7 Comments

  • Why bother reading a bill that is mom and apple pie? After all, who could not be agaisnt global warming? At least 1000 of the 1090 pages of the bill are probably surplusage anyway, and the Managers’ amendment is of course only a minor clean-up.

    In any event, the courts will fix any problems (after billions of dollars are committed). If the literal meanng of the words of the bill cannot be reconciled, then “Congressional intent” will be used to decipher its meaning. What a way to run a railraod!

  • I’m having flash backs to that phone commerical – what if fire fighters ran Congress. “A lot of paper here to see we need clean water. Who wants clean water? Yeah……”

    Only in this case – the clowns in Congress whos job it is to actually read the crap, try and understand it and make a judgement of is this legislation necessary and correct are simply being lazy. They’re too lazy to do their jobs – read the bill, think about it and then, only then, vote on it.

    It’d be nice if the voters held their members of congress to the same standards they hold us – ignorance of the law is no excuse. Or in their case, ignorance of what was in the bill is no excuse.

  • … good to remember this standard ‘vote-without-reading’ behavior — as Congressmen again set out on their luxury, taxpayer-funded, summer “Fact-Finding” junkets.

    If Congressmen don’t have the time to even read the legislation they vote for — how can they possibly justify their normal practice … spending weeks of travel in terrible locations (e.g. Paris, Hawaii, Japan, Oman, etc.)… to supposedly gather information ?

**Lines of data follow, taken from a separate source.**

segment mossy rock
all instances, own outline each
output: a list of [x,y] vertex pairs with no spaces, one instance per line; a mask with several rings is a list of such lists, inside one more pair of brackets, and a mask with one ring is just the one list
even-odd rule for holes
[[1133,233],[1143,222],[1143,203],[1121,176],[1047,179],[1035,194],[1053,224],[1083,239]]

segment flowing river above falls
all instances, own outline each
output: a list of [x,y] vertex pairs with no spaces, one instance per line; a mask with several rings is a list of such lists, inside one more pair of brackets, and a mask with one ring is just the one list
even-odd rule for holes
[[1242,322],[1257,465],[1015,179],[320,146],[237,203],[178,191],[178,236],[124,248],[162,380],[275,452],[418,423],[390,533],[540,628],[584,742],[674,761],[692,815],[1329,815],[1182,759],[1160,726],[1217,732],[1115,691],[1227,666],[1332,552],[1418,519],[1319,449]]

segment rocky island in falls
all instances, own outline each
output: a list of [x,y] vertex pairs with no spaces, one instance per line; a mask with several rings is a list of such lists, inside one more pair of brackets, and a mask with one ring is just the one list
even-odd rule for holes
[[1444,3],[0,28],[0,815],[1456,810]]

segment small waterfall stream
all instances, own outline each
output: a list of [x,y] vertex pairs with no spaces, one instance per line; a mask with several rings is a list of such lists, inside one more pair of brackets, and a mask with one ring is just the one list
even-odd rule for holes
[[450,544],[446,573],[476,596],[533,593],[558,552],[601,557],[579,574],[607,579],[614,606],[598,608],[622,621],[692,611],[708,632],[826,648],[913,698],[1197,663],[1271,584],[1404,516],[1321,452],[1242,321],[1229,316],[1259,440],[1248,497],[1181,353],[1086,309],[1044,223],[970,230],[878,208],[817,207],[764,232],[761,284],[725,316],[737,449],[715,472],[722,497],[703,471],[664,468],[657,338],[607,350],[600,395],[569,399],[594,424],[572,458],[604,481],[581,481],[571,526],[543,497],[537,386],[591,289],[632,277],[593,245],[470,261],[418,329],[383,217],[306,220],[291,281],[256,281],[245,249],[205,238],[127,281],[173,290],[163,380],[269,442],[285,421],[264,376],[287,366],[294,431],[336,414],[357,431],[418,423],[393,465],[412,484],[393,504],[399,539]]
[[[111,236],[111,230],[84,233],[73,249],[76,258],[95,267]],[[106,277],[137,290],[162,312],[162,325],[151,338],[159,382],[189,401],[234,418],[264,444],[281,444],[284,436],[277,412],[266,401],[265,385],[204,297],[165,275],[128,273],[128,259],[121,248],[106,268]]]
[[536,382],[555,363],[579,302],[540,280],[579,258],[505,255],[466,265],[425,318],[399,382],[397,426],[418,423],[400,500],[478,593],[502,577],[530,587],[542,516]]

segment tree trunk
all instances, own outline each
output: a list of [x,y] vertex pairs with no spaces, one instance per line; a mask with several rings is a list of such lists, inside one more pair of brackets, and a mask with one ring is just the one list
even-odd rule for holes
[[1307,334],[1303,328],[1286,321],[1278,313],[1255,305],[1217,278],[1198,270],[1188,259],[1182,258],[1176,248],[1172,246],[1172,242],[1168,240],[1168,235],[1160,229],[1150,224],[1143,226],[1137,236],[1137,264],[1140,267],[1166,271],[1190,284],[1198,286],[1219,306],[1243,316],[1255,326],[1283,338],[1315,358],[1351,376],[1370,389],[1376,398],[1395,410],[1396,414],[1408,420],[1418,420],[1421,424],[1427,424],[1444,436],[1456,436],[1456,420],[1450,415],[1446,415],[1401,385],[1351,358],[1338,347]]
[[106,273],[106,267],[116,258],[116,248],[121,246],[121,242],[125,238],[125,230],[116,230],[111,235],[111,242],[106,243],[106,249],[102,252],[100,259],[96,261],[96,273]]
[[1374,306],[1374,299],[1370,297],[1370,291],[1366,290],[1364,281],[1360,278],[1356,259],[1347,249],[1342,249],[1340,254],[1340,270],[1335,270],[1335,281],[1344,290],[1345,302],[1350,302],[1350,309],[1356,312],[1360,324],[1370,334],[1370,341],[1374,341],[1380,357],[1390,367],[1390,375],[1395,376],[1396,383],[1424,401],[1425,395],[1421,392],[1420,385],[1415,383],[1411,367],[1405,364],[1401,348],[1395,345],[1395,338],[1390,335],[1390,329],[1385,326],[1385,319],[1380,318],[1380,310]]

  • This morning on Fox and Friends, they had an administration hack on, talking about the issue, and the blond guy (forgot his name) said (paraphrasing all of this), “One more question did you read it?”

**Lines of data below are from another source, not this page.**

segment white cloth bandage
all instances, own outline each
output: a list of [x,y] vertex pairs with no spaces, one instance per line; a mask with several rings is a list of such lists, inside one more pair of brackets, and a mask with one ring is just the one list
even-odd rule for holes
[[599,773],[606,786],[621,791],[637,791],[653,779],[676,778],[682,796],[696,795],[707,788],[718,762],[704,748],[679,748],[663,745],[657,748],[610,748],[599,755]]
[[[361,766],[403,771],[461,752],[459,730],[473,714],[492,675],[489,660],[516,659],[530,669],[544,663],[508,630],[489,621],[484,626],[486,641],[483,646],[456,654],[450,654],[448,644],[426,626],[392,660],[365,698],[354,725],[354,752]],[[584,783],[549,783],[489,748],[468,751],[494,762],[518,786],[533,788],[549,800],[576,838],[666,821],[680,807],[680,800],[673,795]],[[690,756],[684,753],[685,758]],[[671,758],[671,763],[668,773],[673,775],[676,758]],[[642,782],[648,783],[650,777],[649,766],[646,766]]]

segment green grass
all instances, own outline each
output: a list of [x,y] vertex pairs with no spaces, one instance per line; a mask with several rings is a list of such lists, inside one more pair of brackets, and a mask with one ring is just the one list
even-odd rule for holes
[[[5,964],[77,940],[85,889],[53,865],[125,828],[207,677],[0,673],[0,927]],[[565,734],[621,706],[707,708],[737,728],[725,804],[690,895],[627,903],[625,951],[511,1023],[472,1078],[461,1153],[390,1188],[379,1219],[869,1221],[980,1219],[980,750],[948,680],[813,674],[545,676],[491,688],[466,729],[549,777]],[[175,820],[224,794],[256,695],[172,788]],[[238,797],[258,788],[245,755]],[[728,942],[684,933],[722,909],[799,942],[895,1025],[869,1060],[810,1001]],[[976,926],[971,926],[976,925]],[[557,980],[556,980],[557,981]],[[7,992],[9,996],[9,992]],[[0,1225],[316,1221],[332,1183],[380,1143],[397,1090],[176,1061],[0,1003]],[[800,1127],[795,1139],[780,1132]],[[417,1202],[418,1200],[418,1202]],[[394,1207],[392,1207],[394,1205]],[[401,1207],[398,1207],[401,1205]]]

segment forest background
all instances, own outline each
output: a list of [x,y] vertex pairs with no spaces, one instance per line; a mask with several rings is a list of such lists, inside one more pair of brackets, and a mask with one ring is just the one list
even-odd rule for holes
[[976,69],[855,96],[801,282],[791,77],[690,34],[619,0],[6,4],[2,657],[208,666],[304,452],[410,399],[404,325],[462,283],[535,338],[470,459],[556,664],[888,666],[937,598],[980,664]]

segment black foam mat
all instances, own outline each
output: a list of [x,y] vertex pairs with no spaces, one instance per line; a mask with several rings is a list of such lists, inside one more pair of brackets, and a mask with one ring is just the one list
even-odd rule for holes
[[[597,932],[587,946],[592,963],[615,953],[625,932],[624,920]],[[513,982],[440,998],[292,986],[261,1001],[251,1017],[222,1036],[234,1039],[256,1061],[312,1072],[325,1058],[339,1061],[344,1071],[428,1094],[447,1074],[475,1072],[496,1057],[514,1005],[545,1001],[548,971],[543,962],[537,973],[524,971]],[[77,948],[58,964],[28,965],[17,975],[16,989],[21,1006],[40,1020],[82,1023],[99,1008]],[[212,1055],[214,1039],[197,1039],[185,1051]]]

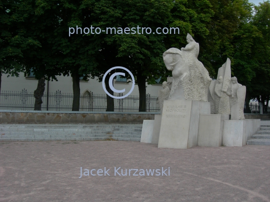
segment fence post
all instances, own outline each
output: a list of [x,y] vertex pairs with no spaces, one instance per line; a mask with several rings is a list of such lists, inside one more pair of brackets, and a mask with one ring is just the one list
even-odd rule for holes
[[259,102],[259,108],[260,108],[260,114],[262,114],[262,102]]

    She gives a long winded response.

    “Yeah, but did you read it.”

    “I read vast parts of it.”

    “In other words, no.”

    Made my morning.

  • I only have one question. Isn’t reading the bills something that we elect them to do? Why do we have elected officials if they don’t take time to read the bills they pass. Maybe elected offials are an anachronism. They are not doing their job for the people if they don’t even understand what they are voting on. What arrogance!

  • Some legislation is simple and easy to read: dedicating a post office, for example. Major regulation, like ERISA, is arcane. Legislators, being human, have to rely on lobbyists and staff for their information. What is important is to have some policing of the advisers. Mrs. Clinton, for example, swallowed hook, line, and sinker junk science about Ground Zero, Gulf War Syndrome, early childhood education, Ledbetter, etc. She is a twit! Her husband was almost as bad, although he was a very good president.

    The bill- reading argument is silly, Mr. Olson. Putting Doctor Wolfe in our government is a real horror!

  • Speaking from experience, it seems clear to me that the lobbyist and legislators working on the bills in which I have been involved have little regard for the policy choices their decisions represent. The focus seems to “how will it affect this particular constituent”, rather than “how will these changes drive citizen behavior/what acts will this legislation incentive/de-incentivize.”

    When I read court decisions where judges discuss “legislative intent” and “policy”, I am always left wondering how much real world interaction they have had with legislators in the bill drafting process… Still, if the job of a legislator is to legislate, I don’t believe it even a little bit unreasonable to expect that the legislators at least read the laws they are voting on, and perhaps even discuss the impact of the policy decisions those laws represent with the experts among their constituency.